NAND-based flash memories are widely used as the solid-state memory storage due to their compactness, low power consumption, low cost, high data throughput and reliability. Solid state drive (SSD) devices commonly employ NAND-based flash memory chips and a flash controller to manage the flash memory and to transfer data between the flash memory and a host computer.
An issue for SSDs is the reliability of the storage elements over the life of the SSD. Over time, relatively high gate voltages applied to the storage elements during program and erase (P/E) cycles in the SSD may cause cumulative permanent changes to the storage element characteristics. Charge may become trapped in the gate oxide of the storage elements through stress-induced leakage current (SILC). As the charge accumulates, the effect of programming or erasing a storage element becomes less reliable and the overall endurance of the storage element decreases. Additionally, an increasing number of P/E cycles experienced by a storage element decreases the storage element's data retention capacity, as high voltage stress causes charge to be lost from the storage element's floating gate, resulting in increased Bit Error Rate (BER) of the memory storage device.
Design capabilities of SSD's are driven by application use cases. Consumer applications are driven primarily by cost, requiring low cost devices that can have limited endurance and limited retention, as long as a lifespan of a few years is obtained for a single-user usage model in which the SSD is operated for only a few hours a day. In contrast, enterprise applications require high reliability, high endurance and long service life. Some enterprise applications also require high retention. However, the factors dictating retention and endurance are related, allowing for varying specifications to accommodate specific use cases.
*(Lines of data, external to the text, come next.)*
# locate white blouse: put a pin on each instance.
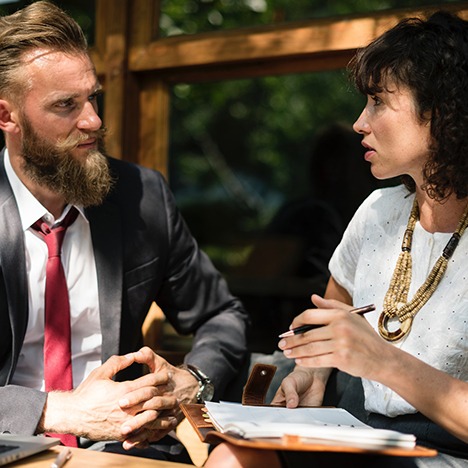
(363, 264)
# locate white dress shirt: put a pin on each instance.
(80, 272)
(364, 263)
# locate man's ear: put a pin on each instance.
(8, 120)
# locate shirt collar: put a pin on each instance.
(30, 209)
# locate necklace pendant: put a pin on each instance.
(396, 335)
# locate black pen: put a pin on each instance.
(304, 328)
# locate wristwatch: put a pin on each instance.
(206, 390)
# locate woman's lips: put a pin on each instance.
(369, 153)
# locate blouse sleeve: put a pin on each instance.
(344, 261)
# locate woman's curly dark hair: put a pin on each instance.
(431, 59)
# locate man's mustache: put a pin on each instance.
(72, 141)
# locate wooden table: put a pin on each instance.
(89, 458)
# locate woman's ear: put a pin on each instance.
(8, 120)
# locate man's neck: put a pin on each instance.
(54, 203)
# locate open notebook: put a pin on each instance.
(15, 447)
(313, 425)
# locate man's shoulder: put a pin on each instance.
(123, 167)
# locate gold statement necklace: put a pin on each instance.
(396, 303)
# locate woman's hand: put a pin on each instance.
(302, 387)
(343, 340)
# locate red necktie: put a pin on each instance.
(57, 333)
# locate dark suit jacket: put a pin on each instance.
(144, 252)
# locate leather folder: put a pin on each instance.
(254, 394)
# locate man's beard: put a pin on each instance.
(81, 182)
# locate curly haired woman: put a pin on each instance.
(404, 250)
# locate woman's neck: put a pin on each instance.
(443, 216)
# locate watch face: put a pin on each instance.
(207, 392)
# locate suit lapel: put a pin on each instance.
(106, 233)
(13, 266)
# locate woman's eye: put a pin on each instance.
(377, 100)
(65, 104)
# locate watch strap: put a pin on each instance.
(257, 385)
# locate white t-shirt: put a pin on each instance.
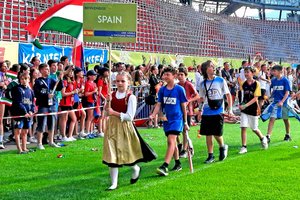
(216, 90)
(242, 75)
(291, 80)
(199, 79)
(263, 83)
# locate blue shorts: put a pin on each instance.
(88, 104)
(285, 112)
(22, 123)
(47, 120)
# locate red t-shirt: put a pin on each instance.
(189, 89)
(90, 86)
(68, 100)
(104, 85)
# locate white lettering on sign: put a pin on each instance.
(171, 100)
(279, 87)
(109, 19)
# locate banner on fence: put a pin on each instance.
(8, 51)
(28, 51)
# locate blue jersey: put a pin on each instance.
(171, 103)
(217, 88)
(43, 87)
(22, 100)
(280, 87)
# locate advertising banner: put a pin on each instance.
(9, 51)
(28, 51)
(109, 22)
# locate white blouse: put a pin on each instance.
(131, 106)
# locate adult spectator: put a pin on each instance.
(198, 78)
(225, 72)
(35, 61)
(43, 88)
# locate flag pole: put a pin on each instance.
(109, 78)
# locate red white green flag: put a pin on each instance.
(66, 17)
(11, 74)
(6, 101)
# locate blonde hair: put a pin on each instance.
(126, 74)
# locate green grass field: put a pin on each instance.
(259, 174)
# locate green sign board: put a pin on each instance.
(109, 22)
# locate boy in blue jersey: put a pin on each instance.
(212, 91)
(281, 91)
(172, 100)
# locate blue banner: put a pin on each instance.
(95, 55)
(28, 51)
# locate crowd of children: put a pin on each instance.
(40, 89)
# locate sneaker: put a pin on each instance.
(82, 135)
(243, 150)
(183, 154)
(40, 147)
(223, 152)
(287, 138)
(264, 143)
(91, 136)
(179, 146)
(66, 139)
(32, 140)
(2, 145)
(177, 168)
(163, 171)
(209, 160)
(101, 134)
(268, 138)
(54, 145)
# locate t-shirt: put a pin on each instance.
(199, 79)
(249, 92)
(153, 81)
(171, 103)
(217, 88)
(189, 89)
(262, 83)
(89, 87)
(103, 84)
(68, 100)
(280, 87)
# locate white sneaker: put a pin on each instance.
(101, 134)
(243, 150)
(54, 145)
(65, 139)
(32, 140)
(82, 134)
(2, 145)
(264, 143)
(40, 147)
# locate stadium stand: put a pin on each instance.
(167, 27)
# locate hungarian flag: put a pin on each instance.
(6, 101)
(66, 17)
(77, 55)
(11, 74)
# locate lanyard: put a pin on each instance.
(208, 87)
(48, 85)
(165, 101)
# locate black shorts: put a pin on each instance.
(64, 108)
(263, 93)
(172, 133)
(212, 125)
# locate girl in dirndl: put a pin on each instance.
(122, 143)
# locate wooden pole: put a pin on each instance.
(109, 78)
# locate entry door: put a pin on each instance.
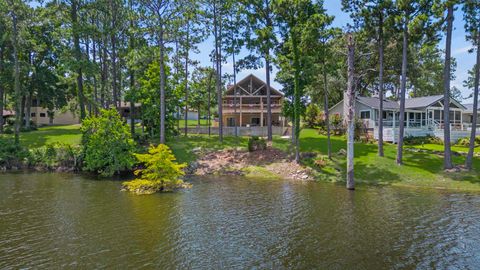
(231, 122)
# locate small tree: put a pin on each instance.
(161, 172)
(107, 144)
(311, 115)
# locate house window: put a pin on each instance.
(365, 114)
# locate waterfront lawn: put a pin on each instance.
(69, 134)
(419, 169)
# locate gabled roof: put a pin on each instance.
(374, 102)
(422, 102)
(8, 113)
(251, 85)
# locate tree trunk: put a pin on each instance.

For example, a SSD may have a write endurance of 10,000 cycles/block. By making the specification for retention less stringent, write endurance can be extended. In transaction-oriented applications, where data retention of a few weeks is acceptable, block write endurance can be extended to more than 10,000 cycles/block.
Accordingly it is important to be able to accurately determine both write endurance and retention. Prior art models for determine retention capabilities of NAND-based flash memory chips are typically based on delta read calculations and the assumption that delta read is monotonic. However, with scaled NAND geometries, delta read is not monotonic. Delta read can be both positive and negative for a particular retention time. Accordingly, prior art models based on the assumption that delta read are based on an incorrect assumption. This can lead to incorrect estimation of retention values for a particular NAND Device.
Accordingly, what is needed in the art is a method and apparatus that will allow for accurately determining retention capabilities of NAND-Flash devices and SSD's and assuring that NAND-Flash devices and SSD's maintain the determined retention capabilities.